Editor’s Page

Editor’s Page

How does the miraculous year 1989 look ten years later? We asked a number of friends to respond to some questions about the fall of communism and the standing, afterward, of the democratic left. The responses are a characteristically Dissentish mix of celebration and anxiety. I would certainly have been torn between the two. Celebration because the collapse of a tyrannical state and a repressive empire is always something to celebrate—though we don’t seem to remember how to do it: where are the songs that commemorate the fall? Has anyone written an ode (“a lyric poem marked by exaltation of feeling”) for the occasion? Do we have a script for ceremonial re-enactments of the glorious moment? In fact, anxiety has succeeded in undercutting our celebratory passion. n

The fall of communism led to an upsurge of nationalist emotion and a series of bitter conflicts over land and power. The conflicts are mostly local and limited; the power at stake isn’t the power to kill millions of people, only thousands; the great tyranny has been replaced by smaller, weaker, more dispersed tyrannies. But if this is a gain for humanity (it is), it isn’t the gain we hoped for. The ethnic killing and cleansing have cast a shadow over the memory of ’89.

Still, some surprisingly decent regimes have risen from the debris of empire. And the left is free at last of its Stalinist incubus. We will have new opportunities to defend equality and democratic participation. At the end of the century and the millennium, the world, and our part of it too, is a little brighter.

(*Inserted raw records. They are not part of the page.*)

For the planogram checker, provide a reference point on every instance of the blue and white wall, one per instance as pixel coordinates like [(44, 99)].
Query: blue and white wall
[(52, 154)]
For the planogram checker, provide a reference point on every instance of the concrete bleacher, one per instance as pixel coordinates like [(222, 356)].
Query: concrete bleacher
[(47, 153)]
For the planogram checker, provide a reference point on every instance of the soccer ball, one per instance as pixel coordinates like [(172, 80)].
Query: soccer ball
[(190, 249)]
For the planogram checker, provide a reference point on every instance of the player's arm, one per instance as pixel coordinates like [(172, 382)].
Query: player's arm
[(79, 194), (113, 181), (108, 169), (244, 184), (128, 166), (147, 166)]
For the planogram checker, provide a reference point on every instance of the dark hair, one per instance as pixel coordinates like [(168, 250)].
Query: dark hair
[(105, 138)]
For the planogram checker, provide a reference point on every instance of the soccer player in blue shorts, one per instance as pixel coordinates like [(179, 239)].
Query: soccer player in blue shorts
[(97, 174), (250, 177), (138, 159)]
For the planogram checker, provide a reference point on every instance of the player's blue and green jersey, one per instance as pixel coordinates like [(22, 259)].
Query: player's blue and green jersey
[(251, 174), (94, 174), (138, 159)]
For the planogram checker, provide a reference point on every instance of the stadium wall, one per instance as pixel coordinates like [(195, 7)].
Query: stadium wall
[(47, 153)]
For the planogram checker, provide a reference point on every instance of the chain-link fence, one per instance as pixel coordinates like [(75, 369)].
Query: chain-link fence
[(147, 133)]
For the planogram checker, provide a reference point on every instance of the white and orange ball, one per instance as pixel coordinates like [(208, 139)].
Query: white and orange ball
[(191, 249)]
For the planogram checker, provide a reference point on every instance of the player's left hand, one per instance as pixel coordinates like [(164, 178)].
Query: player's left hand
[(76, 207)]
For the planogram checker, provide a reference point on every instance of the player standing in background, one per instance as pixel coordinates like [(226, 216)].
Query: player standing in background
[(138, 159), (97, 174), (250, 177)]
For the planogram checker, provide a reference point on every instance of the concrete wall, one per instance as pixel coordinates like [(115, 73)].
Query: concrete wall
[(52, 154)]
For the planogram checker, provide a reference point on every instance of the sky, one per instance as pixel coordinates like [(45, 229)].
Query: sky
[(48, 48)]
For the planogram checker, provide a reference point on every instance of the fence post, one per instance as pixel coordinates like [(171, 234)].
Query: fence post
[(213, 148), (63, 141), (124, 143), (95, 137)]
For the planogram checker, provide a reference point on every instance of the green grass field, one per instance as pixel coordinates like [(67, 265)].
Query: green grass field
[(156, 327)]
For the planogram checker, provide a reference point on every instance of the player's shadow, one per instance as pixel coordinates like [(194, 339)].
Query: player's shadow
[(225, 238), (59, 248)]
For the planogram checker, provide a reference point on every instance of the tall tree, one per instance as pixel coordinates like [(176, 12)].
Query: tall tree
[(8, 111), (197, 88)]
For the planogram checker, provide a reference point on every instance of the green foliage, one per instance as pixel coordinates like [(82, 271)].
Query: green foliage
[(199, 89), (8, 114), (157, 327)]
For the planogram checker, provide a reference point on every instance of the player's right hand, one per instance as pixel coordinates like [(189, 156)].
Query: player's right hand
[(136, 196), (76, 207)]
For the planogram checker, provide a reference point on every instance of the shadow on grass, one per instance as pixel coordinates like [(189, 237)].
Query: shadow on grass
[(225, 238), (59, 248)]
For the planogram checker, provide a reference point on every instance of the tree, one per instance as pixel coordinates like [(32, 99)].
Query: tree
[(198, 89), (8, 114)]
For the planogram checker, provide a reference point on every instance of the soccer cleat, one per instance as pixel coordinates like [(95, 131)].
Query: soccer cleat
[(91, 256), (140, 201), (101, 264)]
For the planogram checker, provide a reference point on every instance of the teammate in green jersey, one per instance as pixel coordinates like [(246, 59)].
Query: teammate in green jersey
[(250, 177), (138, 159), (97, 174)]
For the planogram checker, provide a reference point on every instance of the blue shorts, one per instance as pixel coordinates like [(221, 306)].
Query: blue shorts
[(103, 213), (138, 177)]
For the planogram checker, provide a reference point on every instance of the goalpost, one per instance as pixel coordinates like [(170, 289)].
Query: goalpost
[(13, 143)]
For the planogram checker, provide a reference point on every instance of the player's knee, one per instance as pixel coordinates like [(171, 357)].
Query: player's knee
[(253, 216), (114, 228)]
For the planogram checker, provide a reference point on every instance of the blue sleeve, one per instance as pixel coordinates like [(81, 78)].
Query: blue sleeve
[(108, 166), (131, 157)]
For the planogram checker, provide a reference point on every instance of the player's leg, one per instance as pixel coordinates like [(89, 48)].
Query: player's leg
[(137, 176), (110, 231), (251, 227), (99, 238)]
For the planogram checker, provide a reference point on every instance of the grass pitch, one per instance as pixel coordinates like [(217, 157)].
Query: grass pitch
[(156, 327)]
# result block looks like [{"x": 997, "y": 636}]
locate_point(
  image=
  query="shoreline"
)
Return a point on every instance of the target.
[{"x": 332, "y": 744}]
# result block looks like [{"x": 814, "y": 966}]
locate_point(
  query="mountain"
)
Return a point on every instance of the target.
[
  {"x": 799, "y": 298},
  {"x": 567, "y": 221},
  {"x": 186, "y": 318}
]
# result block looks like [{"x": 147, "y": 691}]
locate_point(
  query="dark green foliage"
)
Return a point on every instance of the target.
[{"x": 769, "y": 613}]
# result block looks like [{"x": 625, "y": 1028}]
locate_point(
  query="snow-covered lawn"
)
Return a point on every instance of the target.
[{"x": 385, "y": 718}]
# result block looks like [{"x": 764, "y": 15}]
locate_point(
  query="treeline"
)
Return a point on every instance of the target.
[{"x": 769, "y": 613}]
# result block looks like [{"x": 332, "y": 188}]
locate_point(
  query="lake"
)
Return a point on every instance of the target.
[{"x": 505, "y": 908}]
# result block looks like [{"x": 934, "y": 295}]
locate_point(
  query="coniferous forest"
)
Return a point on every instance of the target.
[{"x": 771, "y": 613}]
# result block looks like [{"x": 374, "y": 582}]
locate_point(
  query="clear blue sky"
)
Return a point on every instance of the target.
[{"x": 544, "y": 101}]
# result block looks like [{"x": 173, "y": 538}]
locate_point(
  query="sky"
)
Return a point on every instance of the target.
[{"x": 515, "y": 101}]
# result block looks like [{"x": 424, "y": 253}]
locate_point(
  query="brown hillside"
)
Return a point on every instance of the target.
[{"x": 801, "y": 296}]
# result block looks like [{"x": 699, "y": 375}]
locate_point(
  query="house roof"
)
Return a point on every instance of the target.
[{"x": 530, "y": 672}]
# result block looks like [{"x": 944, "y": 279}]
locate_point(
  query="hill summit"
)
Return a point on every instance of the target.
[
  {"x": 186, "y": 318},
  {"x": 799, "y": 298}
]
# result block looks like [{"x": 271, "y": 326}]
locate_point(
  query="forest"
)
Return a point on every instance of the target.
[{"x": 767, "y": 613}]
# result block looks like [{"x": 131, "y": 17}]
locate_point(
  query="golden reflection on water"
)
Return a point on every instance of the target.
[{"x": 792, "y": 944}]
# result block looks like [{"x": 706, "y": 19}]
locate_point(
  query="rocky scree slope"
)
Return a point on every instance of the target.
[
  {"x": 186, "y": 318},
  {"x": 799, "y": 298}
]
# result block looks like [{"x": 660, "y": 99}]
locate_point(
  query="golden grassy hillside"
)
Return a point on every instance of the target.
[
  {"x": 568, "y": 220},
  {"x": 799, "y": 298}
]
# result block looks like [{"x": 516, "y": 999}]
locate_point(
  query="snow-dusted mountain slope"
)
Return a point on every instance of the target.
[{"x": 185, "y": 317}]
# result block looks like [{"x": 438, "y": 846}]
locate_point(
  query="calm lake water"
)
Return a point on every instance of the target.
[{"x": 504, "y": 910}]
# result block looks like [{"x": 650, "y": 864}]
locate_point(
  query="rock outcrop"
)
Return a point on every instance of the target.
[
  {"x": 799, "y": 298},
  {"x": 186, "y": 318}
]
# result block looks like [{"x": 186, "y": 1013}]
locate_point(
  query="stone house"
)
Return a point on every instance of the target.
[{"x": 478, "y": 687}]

A small example of the new opportunities is provided by the political fight over Social Security and the budget surplus here at home. We print two articles describing what’s going on and suggesting what ought to be done. The two make similar arguments but in such different tones, expressing such different political sensibilities, that they form a useful pair.

Jim Rule’s piece in the last issue, the articles on Kosovo, and the Cohen/Ackerman debate about public support for opera, have brought us a lot of mail. We devote four pages to letters in this issue, and would happily keep doing that. Some magazines solicit letters, sending provocative articles to people likely to be provoked. That’s a good policy; it makes for a lively letters section, but we don’t have the staff to carry it off. So let me solicit letters here. We are eager to publish readers’ comments, arguments, protests, even, though we will do this less often, appreciative notes. It is best to write early in the quarter. Sometimes we can’t print letters because they repeat criticisms that we have solicited for the Arguments section. But a magazine like Dissent needs dissents, and we will print as many as we can.